Search code examples
openglcompute-shaderprefix-sum

Any elegant way deal with array margins in OpenGL Compute Shaders?


Is there any elegant way to deal with array margins in Compute Shaders? (considering you are supposed to have the dimension of the work-group hardcoded in the shader)

Consider the following shader code that computes a prefix sum for a 2048 array if called with glDispatchCompute(1,1,1):

#version 430 core

layout (local_size_x = 1024) in;

layout (binding = 0) coherent readonly buffer block1
{
    float input_data[gl_WorkGroupSize.x];
};

layout (binding = 1) coherent writeonly buffer block2
{
    float output_data[gl_WorkGroupSize.x];
};

shared float shared_data[gl_WorkGroupSize.x * 2];

void main(void)
{
uint id = gl_LocalInvocationID.x;
uint rd_id;
uint wr_id;
uint mask;

const uint steps = uint(log2(gl_WorkGroupSize.x)) + 1;
uint step = 0;

shared_data[id * 2] = input_data[id * 2];
shared_data[id * 2 + 1] = input_data[id * 2 + 1];

barrier();

for (step = 0; step < steps; step++)
{
    mask = (1 << step) - 1;
    rd_id = ((id >> step) << (step + 1)) + mask;
    wr_id = rd_id + 1 + (id & mask);

    shared_data[wr_id] += shared_data[rd_id];

    barrier();
}

output_data[id * 2] = shared_data[id * 2];
output_data[id * 2 + 1] = shared_data[id * 2 + 1];
}

But what if I want to compute a prefix sum for an array of 3000 elements?


Solution

  • As for dealing with the extra, unusued data, that's easy: allocate more space. Dispatch calls operate on whole multiples of work groups. So you must make sure there is adequate storage for what you dispatch.

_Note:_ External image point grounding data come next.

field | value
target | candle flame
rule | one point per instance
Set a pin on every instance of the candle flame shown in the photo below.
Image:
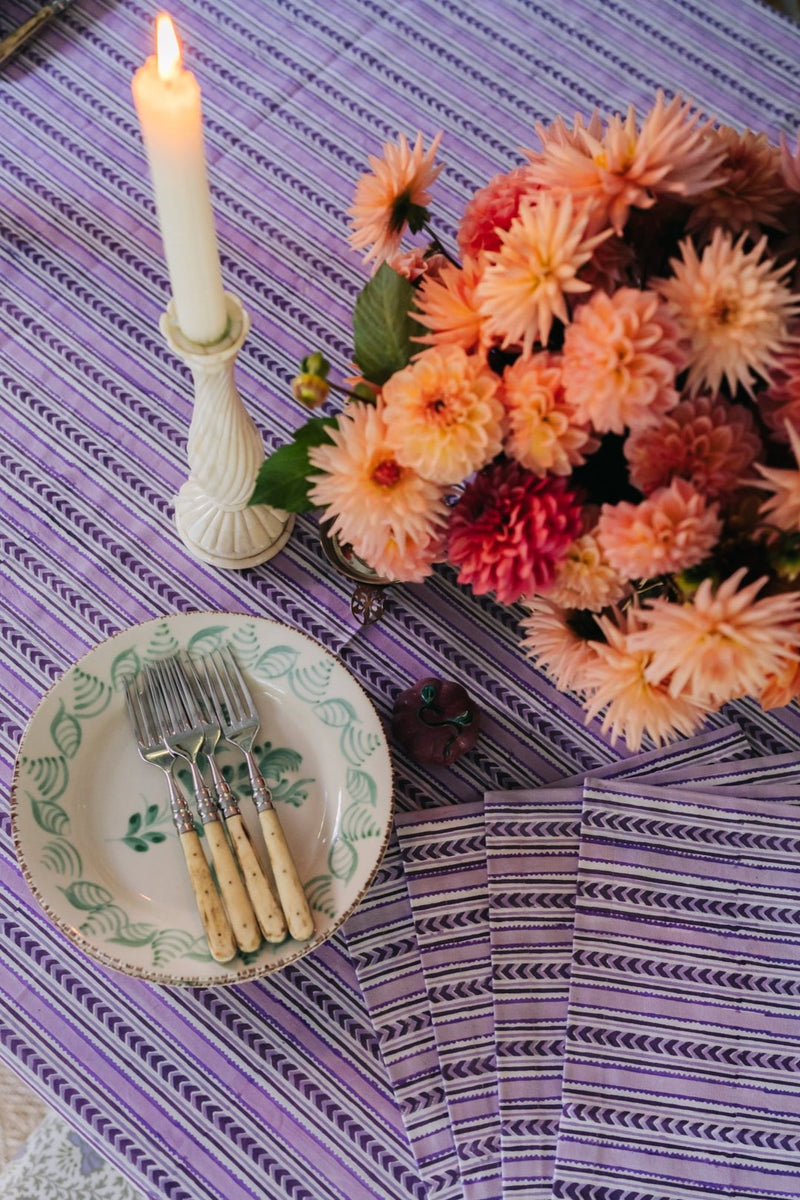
(168, 49)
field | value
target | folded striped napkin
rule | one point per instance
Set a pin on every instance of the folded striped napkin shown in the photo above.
(681, 1069)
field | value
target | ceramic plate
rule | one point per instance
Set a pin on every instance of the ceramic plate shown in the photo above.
(92, 826)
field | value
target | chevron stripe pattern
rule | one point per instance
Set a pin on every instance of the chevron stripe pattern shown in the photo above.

    Just leave it uninitialized for the input buffer and ignore it when you read the output in.

    But there are other issues with your shader that will prevent them from working with a dispatch calls:


    You have designed your shader explicitly to only work for a single work group dispatch. That is, no matter how many work groups you dispatch, they will all be reading and writing the same data.

    First, as previously discussed, stop giving an absolute length to the buffer data. You don't know how many work groups will be invoked at compile time; that's a runtime decision. So make the array's size runtime defined.

    layout (binding = 0) readonly buffer block1
    {
        float input_data[];
    };
    
    layout (binding = 1) writeonly buffer block2
    {
        float output_data[];
    };
    

    Also, note the lack of coherent. You are not using these buffers in any way that would require that qualifier.

    Your shared data does still need to have a size.

    Second, each work item is responsible for reading a specific value from input_data and writing a specific value to output_data. In your current code, this index is id, but your current code only computes it based on the work item index within a work group. To compute it for all work items in all work groups, do this:

    const uint id = dot(gl_GlobalInvocationID,
                      vec3(1, gl_NumWorkGroups.x, gl_NumWorkGroups.y * gl_NumWorkGroups.x)
    

    The dot-product is just a fancy way of doing multiplications and then summing the components. gl_GlobalInvocationID is the 3D location globally of each work item. Every work item will have a unique gl_GlobalInvocationId; the dot-product is just turning the 3D location into a 1D index.

    Third, in your actual logic, use gid only for accessing data in your buffers. When accessing data in your shared storage, you need to use gl_LocalInvocationIndex (which is essentially what id used to be):

    const uint lid = gl_LocalInvocationIndex;
    shared_data[lid * 2] = input_data[id * 2];
    shared_data[lid * 2 + 1] = input_data[id * 2 + 1];
    
    for (step = 0; step < steps; step++)
    {
        mask = (1 << step) - 1;
        rd_id = ((lid >> step) << (step + 1)) + mask;
        wr_id = rd_id + 1 + (lid & mask);
    
        shared_data[wr_id] += shared_data[rd_id];
    
        barrier();
    }
    
    output_data[id * 2] = shared_data[lid * 2];
    output_data[id * 2 + 1] = shared_data[lid * 2 + 1];
    

    It's better to use gl_LocalInvocationIndex instead of gl_LocalInvocationID.x, because you may someday need more work items in a work group than you can get with just one dimension of local size. With gl_LocalInvocationIndex, the index will always take into account all dimensions of the local size.